High Rate of Recusals Raise Question of Whether SCOTUS Justices Should Own Stocks
A new report by the Fix the Court blog says that Supreme Court justices recused themselves from 180 cases during the last term, with 176 of those cases being at the certiorari stage, meaning when the Court decides whether to hear a case. The Court did not announce the reasons for the recusals, but by analyzing data compiled from the Supreme Court’s weekly orders lists, the report gives what they believe the reasons to be.
The report indicates that in 31 instances, justices had to recuse themselves because they owned stock in companies involved in cases. Fix the Court, which describes itself on its website as “a national, non-partisan grassroots organization created to take the Supreme Court to task for its lack of accountability and transparency,” said that Justice Alito recused himself 22 times due to stock ownership in the Court’s most recent term, while Justice Breyer recused himself three times and Justice Roberts did the same six times.
The report does not explain where Fix the Court got all of their information, although it does cite Justice Roberts’ financial disclosure report from 2015. Additionally, a linked Bloomberg article supports a claim that while Justice Alito recused himself from a case in October because he owned stock in Johnson Controls Inc., Justice Breyer failed to do the same, even though his wife owned 750 shares of the company at the time. Breyer reportedly was unaware of the conflict when oral arguments were taking place, and his wife sold the shares the next day, after it was brought to their attention.
But regardless of the details of who owns what, this raises an important issue. Should Supreme Court Justices be allowed to hold stock in private companies? The Court has a history of examining activity that could have a significant impact in the aggregate, meaning if many people engaged in the same activity, there would be a notable effect. Using that line of thinking, what would happen if all of the justices owned stock in the same company that was bringing a case before them? Would they have to just refuse to hear it altogether because of the conflict of interest?

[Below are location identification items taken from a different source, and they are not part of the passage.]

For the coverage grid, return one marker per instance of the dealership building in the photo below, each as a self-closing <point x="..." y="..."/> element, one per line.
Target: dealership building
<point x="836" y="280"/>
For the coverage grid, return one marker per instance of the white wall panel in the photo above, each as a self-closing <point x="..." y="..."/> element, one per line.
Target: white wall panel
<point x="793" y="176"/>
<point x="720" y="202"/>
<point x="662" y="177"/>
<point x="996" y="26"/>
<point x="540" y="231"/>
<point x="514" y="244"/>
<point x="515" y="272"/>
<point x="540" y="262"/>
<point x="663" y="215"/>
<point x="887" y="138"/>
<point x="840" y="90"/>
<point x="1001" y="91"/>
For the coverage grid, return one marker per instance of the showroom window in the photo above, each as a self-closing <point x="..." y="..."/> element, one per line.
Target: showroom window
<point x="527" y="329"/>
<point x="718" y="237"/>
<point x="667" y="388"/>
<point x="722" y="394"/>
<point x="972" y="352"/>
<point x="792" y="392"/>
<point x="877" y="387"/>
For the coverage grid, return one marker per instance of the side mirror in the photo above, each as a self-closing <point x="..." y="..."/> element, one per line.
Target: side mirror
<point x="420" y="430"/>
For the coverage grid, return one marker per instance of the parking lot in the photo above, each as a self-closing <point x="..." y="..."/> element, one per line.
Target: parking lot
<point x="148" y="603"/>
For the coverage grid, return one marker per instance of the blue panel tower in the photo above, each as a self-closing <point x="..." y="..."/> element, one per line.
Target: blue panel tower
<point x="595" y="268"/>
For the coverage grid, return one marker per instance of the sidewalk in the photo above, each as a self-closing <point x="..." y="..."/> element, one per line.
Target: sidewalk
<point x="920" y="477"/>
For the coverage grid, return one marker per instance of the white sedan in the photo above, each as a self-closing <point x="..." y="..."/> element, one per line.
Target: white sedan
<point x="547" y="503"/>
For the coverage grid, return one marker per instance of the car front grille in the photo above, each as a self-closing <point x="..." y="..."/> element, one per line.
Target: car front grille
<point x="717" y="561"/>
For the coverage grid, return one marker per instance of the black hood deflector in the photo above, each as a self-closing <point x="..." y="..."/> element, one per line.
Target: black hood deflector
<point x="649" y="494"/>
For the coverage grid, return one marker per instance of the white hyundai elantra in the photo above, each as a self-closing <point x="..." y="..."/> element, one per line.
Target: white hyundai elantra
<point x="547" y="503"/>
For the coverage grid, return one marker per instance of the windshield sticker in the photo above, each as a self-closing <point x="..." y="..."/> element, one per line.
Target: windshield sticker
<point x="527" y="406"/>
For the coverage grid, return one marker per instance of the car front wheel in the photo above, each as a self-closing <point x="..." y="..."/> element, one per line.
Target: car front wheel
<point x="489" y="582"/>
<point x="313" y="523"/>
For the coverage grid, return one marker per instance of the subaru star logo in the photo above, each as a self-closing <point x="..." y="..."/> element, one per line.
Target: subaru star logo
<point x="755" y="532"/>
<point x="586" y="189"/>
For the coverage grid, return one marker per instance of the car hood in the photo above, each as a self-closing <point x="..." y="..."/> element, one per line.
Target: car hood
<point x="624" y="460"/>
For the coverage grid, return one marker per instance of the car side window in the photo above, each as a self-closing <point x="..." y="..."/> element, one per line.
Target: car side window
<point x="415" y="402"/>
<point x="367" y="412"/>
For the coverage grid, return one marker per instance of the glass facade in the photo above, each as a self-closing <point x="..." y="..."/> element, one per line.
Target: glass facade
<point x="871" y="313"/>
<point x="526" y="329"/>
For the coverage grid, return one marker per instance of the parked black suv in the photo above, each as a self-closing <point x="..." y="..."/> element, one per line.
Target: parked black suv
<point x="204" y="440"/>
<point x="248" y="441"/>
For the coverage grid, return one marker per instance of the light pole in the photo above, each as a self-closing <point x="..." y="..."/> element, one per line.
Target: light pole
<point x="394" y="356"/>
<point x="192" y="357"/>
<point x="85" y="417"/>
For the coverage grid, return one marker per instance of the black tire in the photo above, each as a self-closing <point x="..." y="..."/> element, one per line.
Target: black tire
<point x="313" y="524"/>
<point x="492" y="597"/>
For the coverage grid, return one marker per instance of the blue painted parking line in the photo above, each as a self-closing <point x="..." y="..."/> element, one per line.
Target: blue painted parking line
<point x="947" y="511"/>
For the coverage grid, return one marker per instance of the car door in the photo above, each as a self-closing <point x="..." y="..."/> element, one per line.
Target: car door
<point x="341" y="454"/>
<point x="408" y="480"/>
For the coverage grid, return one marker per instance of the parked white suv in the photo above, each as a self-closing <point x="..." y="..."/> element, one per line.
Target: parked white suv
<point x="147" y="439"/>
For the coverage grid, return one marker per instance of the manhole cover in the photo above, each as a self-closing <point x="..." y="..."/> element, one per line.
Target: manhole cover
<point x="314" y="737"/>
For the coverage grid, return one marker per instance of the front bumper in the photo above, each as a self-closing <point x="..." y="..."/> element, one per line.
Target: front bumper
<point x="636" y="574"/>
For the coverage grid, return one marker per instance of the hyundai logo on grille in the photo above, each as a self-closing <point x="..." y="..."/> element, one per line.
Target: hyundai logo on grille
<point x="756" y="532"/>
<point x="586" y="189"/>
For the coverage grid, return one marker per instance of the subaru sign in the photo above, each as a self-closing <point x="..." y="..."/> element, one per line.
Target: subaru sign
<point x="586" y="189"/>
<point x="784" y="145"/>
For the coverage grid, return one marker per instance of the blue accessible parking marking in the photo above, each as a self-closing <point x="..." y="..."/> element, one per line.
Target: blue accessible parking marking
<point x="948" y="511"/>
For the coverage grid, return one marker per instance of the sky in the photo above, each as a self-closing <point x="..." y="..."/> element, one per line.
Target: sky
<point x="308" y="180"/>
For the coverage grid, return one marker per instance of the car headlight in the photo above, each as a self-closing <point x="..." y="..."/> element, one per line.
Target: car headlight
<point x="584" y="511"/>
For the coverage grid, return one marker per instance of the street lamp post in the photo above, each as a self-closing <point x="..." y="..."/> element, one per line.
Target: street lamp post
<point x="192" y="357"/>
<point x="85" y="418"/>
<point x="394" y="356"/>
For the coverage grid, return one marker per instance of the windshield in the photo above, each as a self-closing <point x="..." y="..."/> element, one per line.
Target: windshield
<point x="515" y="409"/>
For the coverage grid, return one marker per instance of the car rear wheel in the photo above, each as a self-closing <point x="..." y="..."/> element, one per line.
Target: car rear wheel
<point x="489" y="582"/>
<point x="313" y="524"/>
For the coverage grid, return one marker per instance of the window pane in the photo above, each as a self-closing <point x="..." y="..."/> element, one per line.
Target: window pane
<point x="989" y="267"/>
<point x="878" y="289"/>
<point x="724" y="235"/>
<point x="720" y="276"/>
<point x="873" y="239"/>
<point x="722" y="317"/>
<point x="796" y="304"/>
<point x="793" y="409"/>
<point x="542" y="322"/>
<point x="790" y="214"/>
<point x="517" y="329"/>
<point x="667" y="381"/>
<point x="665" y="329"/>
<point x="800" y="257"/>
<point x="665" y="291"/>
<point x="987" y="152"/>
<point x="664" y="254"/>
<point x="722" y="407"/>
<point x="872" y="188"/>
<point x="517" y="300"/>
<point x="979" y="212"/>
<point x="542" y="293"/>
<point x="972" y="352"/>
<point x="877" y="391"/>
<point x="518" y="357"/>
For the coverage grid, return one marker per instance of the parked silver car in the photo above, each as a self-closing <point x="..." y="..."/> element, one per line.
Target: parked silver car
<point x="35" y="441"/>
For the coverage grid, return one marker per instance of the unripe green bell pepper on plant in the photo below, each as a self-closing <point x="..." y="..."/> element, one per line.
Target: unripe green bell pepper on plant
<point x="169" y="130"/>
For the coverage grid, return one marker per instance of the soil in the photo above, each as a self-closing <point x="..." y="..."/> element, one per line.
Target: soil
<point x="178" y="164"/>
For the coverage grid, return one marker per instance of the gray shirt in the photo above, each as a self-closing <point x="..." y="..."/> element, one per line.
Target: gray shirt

When justices recuse themselves for this reason, the Court becomes understaffed due to circumstances that are easily preventable. With one seat already vacant due to Senate Republicans refusing to hold confirmation hearings for a new justice until after November’s election, can the Court afford to be even more short-handed?
That’s not to say that justices shouldn’t be allowed to have investments at all. Fix the Court suggests that they put their money in blind trusts so that they don’t know the specifics of how their money is being invested. This would avoid conflicts while still allowing them to invest, which seems like a fair way to prevent recusals that are easily avoidable.